Marvel. Anak itu berambut ikal. Punya kulit putih kemerahan. Bermata besar. Tatap lurusnya sama dengan menghisap perhatian Suci. Rasanya familier. Apa kemiripan pernak-pernik wajah yang menciptakan rasa ini?

“Kamu Marvel, ya?” Suci abaikan wajah kebingungan anak itu. Ulurkan tangan, ramah. “Aku Suci, yang buatin kue ulang tahun pesanan papamu.”

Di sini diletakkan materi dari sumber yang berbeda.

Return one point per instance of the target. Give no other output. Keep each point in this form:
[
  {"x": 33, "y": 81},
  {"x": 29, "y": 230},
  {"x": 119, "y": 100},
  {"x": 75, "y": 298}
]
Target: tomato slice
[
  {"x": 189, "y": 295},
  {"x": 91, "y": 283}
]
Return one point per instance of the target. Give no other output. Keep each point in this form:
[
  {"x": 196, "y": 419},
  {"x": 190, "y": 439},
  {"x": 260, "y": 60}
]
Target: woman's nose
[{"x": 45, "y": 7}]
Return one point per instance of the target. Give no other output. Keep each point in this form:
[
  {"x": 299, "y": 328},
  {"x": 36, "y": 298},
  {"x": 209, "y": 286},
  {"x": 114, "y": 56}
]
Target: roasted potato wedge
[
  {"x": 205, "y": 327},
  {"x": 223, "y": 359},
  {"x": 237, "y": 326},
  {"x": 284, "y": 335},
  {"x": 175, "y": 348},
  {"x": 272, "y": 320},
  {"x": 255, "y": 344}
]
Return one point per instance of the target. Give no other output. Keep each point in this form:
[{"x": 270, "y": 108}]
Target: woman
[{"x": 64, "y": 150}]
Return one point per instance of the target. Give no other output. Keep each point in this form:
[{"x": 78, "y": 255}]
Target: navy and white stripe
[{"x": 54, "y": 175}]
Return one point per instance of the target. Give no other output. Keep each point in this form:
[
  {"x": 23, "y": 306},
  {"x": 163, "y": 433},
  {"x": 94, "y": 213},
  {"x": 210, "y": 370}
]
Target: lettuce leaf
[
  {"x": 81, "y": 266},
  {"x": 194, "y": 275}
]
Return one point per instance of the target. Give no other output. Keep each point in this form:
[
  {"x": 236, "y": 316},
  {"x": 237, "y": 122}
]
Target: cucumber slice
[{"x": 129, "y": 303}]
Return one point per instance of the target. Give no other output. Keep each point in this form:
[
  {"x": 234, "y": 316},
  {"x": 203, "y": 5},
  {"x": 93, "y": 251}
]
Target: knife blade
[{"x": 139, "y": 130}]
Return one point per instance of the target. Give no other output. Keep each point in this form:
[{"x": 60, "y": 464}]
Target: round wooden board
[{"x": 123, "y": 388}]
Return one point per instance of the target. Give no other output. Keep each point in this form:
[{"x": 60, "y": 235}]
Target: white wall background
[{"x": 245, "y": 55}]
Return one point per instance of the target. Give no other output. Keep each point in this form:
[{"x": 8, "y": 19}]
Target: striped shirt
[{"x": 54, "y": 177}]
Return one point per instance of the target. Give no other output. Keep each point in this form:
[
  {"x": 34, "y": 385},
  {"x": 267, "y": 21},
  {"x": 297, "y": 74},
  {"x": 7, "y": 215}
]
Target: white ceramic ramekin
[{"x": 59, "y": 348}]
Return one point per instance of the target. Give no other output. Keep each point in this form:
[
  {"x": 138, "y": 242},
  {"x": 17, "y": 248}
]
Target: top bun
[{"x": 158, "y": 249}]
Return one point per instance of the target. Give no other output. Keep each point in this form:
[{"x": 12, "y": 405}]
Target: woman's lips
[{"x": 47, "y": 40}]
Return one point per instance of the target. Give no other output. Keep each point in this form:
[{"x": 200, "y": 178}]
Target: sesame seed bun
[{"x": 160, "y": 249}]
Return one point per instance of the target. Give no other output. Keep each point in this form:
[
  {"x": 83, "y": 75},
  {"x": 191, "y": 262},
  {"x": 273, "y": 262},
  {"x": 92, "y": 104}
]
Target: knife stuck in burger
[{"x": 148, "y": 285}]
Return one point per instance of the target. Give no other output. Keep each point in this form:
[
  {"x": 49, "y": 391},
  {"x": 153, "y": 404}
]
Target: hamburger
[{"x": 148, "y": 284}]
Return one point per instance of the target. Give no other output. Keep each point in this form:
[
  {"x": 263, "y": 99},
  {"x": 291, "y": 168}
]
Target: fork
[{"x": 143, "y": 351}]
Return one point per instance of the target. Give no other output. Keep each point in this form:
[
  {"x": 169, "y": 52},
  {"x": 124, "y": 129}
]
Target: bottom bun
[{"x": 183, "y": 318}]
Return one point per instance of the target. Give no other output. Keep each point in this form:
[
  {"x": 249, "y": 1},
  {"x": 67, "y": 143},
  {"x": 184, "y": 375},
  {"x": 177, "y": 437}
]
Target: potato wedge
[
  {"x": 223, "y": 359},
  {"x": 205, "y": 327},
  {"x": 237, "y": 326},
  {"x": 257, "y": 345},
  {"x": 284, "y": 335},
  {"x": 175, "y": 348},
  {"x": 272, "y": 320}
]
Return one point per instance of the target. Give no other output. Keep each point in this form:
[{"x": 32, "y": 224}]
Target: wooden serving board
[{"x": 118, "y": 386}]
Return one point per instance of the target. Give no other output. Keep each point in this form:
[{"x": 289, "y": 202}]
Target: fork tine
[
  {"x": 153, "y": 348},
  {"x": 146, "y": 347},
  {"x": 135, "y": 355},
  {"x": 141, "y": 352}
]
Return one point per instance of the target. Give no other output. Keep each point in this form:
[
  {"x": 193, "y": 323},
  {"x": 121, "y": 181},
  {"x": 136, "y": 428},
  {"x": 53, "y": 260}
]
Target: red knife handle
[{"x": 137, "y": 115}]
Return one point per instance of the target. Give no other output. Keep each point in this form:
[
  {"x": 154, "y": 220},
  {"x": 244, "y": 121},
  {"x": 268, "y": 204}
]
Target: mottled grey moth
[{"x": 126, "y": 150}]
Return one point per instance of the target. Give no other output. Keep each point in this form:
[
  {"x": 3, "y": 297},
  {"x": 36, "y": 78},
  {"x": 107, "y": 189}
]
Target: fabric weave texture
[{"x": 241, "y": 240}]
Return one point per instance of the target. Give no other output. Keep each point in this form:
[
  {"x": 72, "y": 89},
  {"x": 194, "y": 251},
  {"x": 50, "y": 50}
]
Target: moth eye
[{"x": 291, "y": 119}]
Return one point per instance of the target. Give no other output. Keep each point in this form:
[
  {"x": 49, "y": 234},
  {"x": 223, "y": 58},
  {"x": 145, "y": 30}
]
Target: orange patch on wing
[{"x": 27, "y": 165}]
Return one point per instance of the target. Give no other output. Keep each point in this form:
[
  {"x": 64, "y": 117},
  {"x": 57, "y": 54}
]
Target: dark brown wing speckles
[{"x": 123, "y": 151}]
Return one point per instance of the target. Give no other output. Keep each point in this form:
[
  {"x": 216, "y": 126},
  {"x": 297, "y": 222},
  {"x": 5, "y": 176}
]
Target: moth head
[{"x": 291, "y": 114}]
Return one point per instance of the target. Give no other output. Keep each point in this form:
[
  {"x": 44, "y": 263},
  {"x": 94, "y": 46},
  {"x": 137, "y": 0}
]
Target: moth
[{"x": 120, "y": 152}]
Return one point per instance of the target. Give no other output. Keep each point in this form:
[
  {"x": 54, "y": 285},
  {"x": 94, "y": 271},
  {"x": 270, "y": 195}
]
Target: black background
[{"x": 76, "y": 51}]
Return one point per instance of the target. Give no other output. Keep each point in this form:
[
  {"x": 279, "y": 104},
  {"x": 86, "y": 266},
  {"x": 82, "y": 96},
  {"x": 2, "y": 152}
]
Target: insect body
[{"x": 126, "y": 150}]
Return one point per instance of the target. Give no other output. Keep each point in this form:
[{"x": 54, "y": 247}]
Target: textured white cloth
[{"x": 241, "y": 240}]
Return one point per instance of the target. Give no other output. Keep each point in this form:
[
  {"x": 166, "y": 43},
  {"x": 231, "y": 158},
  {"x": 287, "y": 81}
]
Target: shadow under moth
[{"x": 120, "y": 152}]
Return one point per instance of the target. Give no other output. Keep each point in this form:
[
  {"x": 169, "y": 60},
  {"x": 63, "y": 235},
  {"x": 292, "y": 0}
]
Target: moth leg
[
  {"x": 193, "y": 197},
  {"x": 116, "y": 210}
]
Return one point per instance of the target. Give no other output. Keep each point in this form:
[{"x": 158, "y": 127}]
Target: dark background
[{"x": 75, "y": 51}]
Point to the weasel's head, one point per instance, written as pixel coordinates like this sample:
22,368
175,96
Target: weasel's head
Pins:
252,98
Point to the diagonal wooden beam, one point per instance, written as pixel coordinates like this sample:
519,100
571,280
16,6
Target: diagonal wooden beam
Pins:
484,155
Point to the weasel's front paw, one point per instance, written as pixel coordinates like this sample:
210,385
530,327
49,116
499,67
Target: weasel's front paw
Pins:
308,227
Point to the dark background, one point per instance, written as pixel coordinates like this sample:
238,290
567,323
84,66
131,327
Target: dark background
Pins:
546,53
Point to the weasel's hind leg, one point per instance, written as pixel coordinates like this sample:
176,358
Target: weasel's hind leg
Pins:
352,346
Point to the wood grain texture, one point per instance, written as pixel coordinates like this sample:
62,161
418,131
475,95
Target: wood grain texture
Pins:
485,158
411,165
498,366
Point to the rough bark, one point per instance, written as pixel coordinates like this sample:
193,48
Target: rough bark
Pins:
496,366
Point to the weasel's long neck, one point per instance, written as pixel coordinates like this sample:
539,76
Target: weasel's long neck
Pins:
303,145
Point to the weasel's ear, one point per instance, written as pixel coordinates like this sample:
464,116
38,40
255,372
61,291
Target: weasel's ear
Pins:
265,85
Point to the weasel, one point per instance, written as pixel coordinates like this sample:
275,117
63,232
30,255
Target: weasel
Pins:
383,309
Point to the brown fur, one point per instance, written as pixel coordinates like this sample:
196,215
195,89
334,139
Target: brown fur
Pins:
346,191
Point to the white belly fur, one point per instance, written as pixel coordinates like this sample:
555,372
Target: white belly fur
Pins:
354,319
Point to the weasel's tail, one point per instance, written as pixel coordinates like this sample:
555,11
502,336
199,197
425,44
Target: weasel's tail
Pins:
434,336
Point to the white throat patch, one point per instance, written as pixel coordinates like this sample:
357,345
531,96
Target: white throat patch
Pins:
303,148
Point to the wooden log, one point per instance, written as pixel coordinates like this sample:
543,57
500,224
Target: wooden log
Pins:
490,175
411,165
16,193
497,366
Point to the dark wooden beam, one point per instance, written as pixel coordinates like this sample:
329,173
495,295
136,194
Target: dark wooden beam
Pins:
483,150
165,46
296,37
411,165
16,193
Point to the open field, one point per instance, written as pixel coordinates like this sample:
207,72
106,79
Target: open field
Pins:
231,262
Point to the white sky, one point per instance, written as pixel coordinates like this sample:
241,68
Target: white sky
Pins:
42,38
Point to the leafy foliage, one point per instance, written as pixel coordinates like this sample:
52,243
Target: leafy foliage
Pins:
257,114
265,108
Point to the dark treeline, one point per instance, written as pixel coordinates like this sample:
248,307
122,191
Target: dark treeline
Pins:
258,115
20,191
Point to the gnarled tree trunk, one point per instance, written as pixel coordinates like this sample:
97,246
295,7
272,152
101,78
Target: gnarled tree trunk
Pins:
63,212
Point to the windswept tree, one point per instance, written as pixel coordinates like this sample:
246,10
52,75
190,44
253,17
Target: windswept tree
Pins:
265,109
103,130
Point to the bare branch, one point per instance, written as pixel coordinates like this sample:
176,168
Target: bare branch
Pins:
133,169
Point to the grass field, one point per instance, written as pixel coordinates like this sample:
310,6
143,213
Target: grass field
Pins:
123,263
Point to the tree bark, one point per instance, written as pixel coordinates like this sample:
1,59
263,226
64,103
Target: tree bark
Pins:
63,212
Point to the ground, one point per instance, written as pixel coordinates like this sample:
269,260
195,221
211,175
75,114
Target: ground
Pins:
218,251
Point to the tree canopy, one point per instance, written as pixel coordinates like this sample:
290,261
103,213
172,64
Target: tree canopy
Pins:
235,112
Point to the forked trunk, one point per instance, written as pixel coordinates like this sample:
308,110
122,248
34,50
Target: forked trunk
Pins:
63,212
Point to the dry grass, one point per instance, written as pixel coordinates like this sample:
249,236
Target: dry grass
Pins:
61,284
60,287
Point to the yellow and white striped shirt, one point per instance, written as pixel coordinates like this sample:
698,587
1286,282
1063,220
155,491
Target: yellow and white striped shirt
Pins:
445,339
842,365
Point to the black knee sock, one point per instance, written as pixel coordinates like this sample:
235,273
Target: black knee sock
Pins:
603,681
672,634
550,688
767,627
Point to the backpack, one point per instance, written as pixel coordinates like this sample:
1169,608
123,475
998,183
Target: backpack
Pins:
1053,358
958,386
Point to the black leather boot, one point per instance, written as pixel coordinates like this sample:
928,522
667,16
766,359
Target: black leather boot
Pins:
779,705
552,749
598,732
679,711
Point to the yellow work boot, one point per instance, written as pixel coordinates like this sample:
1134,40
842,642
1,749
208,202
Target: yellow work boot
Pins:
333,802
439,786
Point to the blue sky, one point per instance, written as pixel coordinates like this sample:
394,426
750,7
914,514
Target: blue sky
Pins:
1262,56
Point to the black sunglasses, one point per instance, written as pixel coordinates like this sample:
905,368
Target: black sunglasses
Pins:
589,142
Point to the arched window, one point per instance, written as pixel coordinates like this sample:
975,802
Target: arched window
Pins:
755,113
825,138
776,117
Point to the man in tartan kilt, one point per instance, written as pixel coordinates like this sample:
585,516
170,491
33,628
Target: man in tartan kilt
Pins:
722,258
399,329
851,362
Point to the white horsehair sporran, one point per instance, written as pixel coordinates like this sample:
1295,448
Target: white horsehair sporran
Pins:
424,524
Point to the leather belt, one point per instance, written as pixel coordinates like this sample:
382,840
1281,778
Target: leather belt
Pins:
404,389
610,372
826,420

Tak langsung bersambut. Suci memulas senyum. Maklumi sambutan dingin itu. Wajar saja, orangtua zaman sekarang memang mengajarkan anak-anaknya untuk tak banyak berinteraksi dengan orang asing.

“Boleh aku duduk?”

Kali ini, ada anggukan. Seiring Suci tempati kursi, Marvel terus memerhatikan sampai kepalanya miring. Seperti orang dewasa tengah menilai satu lukisan secara seksama. Ditatap dengan cara tak wajar, Suci sampai mengecek penampilannya sendiri.

“Kenapa?”

Marvel satukan jemarinya. Mencagak dagu. “Temennya Bunda, kan?”

“Huh?” Suci berusaha untuk tidak tersenyum dengar suara Marvel yang serak dan berbass. Ini makin lucu. Kenapa bisa bertemu dengan orang yang punya tiga kesamaan dengannya? Rambut, mata, dan suara. Tapi sebentar, “Kamu bilang apa tadi?”

“Vel sering lihat Tante.”

“Oh, ya? Di mana?”

“Foto.”

“Foto?” ulang Suci, datar. Sebenarnya dia tidak begitu serius menanggapi Marvel. Suci hanya berkewajiban menjadi teman bicara yang baik sebelum orangtua anak itu datang dan menyelesaikan urusan mereka hari ini. “Foto yang mana, Vel?”

“Banyak.”

“Banyak itu maksudnya gimana?” Saat bilang begitu, mata Suci berkeliling mencari sosok Pak Hendra. Gagal. Ruangan ini sepi dari pengunjung. Hanya beberapa karyawan dengan seragam hijau yang berlalu-lalang.

“Ya banyak. Di ruang keluarga. Di dinding kamar Bunda. Di bufet kamar uncle Dil. di—” Dia mengingat-ingat. “Ah, di ponsel uncle Dil juga ada!”

Perhatian Suci kembali terpusat pada Marvel. “Begitu ya?”

Anak kecil memang sering punya imajinasi yang liar. Suci tak ingin menyiram bensin ke dalam imajinasi itu dan berujung mendengar celoteh-celoteh panjang Marvel. Segera, dia buka penutup kue. “Kamu mau lihat kue ulang tahunmu, Vel?”

Obrolan soal foto terbang begitu saja. Marvel tampak antusias mengangguk.

“Ini... Buat kamu, selamat ulang tahun, ya? Tapi nggak boleh dicolek-colek sampai papamu balik.”

Senyum di wajah Marvel sirna. Suci bertanya, “Kenapa? Ini kesukaan Vel. Captain America!”

“Kok jelek?” protes anak itu. “Ini lebih mirip Frankenstein daripada Captain America,” celutuknya polos.

“Astaga.” Suci gigit bibir atas, sebagai pengalihan dari rasa ingin tertawa. Sebenarnya, dia tak enak hati karena kurang profesional biarkan masalah pribadi merusak konsentrasi bekerja. Sampai-sampai, semua yang dikerjakan tidak optimal. Ini adalah tampilan terbaik Captain America setelah delapan kali percobaan. Suci yakin sudah menyentuh standart konsumen kok.